Fence #3, 2020, by Odili Donald Odita
An art exhibition opening this weekend creates a dialogue between Ferguson and Sunset Hills by literally being in both places at once.
“From Periphery to Center” is a new, commissioned work by Nigerian-born and Philadelphia-based artist Odili Donald Odita comprising 15 flags—10 at Jeske Sculpture Park and five at Laumeier Sculpture Park.
“I wanted to deal with this notion that in the center space, oftentimes there’s no consideration of the periphery, and those in the periphery are cast out or called the other,” Odita says. “I wanted to be able to use the art spaces, Laumeier and Jeske, to exist as safe spaces for one to be able to talk about this issue where there would be no condemnation or assault or abuse, so people can get at what happened and why it happened.”
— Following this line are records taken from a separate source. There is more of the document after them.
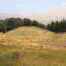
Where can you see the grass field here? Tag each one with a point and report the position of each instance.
(32, 46)
(17, 56)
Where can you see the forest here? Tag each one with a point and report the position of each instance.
(12, 23)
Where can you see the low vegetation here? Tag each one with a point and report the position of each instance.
(19, 56)
(12, 23)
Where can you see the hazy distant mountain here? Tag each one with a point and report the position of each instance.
(57, 14)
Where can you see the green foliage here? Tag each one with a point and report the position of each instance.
(12, 23)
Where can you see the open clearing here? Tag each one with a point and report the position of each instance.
(32, 46)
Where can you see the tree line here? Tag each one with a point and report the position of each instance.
(12, 23)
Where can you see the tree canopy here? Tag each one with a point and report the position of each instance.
(12, 23)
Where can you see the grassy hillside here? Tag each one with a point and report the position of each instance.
(32, 46)
(27, 35)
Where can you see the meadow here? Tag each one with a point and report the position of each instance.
(32, 46)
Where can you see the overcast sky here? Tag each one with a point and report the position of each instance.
(41, 10)
(30, 6)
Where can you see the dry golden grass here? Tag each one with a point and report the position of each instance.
(32, 36)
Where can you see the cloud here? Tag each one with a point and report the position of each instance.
(45, 18)
(63, 3)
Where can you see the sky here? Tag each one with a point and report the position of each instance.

The two locations are separated by a half-hour drive—and tremendous socio-economic realities. But how much of the distinction, Odita wonders, is self-imposed?
“The differences that people want to assign to themselves are really interesting,” Odita says. “America is America—America is not here and only there. All of this is America. St. Louis is not one part and the other part is just a peripheral situation that should stay in the shadows. All of it comes together to make one story, one history.”
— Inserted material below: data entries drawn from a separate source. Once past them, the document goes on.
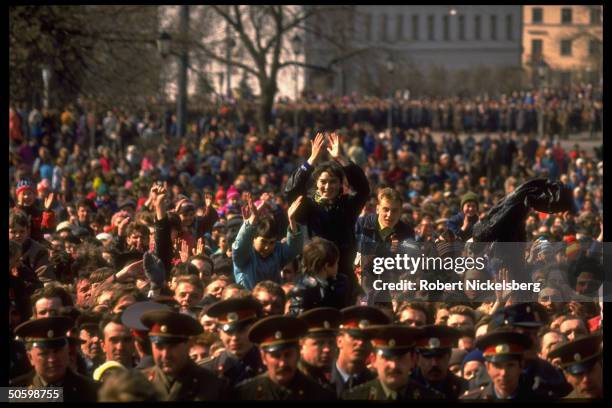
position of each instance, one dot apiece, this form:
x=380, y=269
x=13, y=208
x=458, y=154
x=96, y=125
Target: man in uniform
x=434, y=347
x=175, y=375
x=582, y=365
x=503, y=351
x=241, y=359
x=318, y=346
x=47, y=350
x=354, y=346
x=131, y=319
x=395, y=358
x=527, y=318
x=278, y=340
In researching the work, Odita says he learned a great deal about the killing of unarmed Black teenager Michael Brown in Ferguson six years ago by a white police officer. The May 2020 police killing of George Floyd, a Black man in Minneapolis, added grim urgency and timeliness to the exhibition.
Odita says he was surprised to learn that Ferguson and St. Louis city are part of the same metropolitan area. This led him to want to examine the tensions of remoteness and connectedness, to examine how very distinct opinions on a single event existed together in the same metro area. The disconnect is specific to St. Louis, it’s also universal for many American cities.
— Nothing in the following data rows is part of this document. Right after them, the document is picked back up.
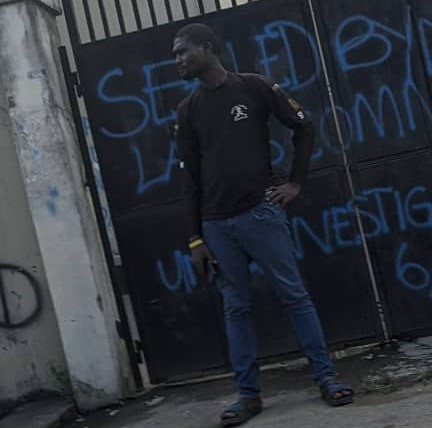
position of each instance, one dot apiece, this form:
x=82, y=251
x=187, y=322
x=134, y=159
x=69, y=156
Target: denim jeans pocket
x=267, y=211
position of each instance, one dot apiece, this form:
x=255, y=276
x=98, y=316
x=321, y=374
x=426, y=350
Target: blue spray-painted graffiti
x=384, y=211
x=51, y=203
x=425, y=32
x=389, y=109
x=184, y=279
x=337, y=226
x=412, y=275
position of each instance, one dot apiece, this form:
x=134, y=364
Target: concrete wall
x=31, y=355
x=60, y=208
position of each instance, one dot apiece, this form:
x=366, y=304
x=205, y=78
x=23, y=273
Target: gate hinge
x=76, y=83
x=137, y=345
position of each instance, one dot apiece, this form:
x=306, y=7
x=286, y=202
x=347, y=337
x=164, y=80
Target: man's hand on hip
x=284, y=194
x=201, y=256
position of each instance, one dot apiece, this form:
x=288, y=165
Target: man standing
x=235, y=206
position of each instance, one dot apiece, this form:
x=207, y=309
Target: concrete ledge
x=52, y=5
x=43, y=414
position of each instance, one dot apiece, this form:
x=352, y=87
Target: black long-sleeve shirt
x=223, y=140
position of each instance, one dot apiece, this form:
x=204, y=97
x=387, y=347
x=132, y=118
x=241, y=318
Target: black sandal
x=336, y=393
x=241, y=411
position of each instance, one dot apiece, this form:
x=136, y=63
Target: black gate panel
x=178, y=318
x=131, y=92
x=374, y=52
x=376, y=67
x=371, y=165
x=333, y=266
x=396, y=197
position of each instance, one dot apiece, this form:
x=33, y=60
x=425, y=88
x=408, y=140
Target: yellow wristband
x=195, y=243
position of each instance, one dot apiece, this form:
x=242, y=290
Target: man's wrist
x=195, y=242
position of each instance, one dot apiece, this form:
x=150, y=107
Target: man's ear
x=208, y=46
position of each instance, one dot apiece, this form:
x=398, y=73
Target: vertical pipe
x=120, y=16
x=152, y=12
x=89, y=20
x=104, y=18
x=365, y=246
x=137, y=14
x=169, y=11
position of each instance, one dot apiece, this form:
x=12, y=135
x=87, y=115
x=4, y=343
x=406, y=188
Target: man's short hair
x=199, y=34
“There’s always going to be contestation for cities,” he says. “I lived in Brooklyn, Tallahassee, now I live in Philadelphia. When cities don’t have a dialogue between themselves where they can talk about class and culture, where they don’t bring those things up, it creates stagnancy.”
Odita took an eye-opening tour of the city with Bryce Robinson, director of Jeske, who took him through Ferguson as well as neighboring Kinloch. He saw firsthand how the airport’s purchasing great swaths of Kinloch decimated the once-bustling area.
“That was part of the tension that led into Ferguson, and helped spur the situation,” he says.
The Jeske flags are primarily gridded designs. One contains an image of shapes that almost touch but are divided by a line. The others are images that suggest houses or encampments, and division by chain-link fence. Odita calls the main large flag sited at Laumeier, X (Laumeier) “iconic.” A variety of triangular shapes, touching in places, move up the vertical axis of the field to form a “neighborhood” of shapes. The horizontal axis separates the line of triangles and contains a literal thin blue line to represent the police.
“The police line and the triangular formations meet at the very center of the flag,” says Odita. “That is the point of contention, the point of discussion. Crossroads—it’s biblical, it’s historical, it’s a place of meeting, of discussion, of explosion. Anything can happen.”
Viewers should absolutely visit both sites, Odita says. Just seeing one is an incomplete experience of the artwork.
“I want people to walk in the park at Jeske, experience the flags, experience the space, and maybe take a walk around the town,” he says. “And then take a walk around Laumeier, experience the similarities and the differences.”
Laumeier curator Dana Turkovic echoes the sentiment.
“The collaboration with Jeske invites and encourages visitors to experience the city in a much bigger way, and to travel to areas they may not have been to or haven’t been to in a long time,” says Turkovic. “When much of us are limiting our travel, it’s the perfect time to get to know your own city and to really explore it geographically and historically and Odili’s multi-site installation becomes about much more than the objects themselves.”
Odita says it’s his hope that viewers are inspired to discuss their perspectives and rather than a muddying or graying, the views and the discussion form a brand-new, third idea.
“I’m trying to say in this piece, let’s question what we call periphery, let’s question what we call center. When Michael Brown was killed, that space became the center of the world. Art is not a fantasy space,” he says. “Art is a real space for real discussion. I just hope that people take the time to look a bit closer and deeper into Ferguson and its history.”
"From Periphery to Center " opens at Jeske Sculpture Park on August 8 and at Laumeier Sculpture Park on August 9 and remains open in both spaces through December 20, 2020. Both are free.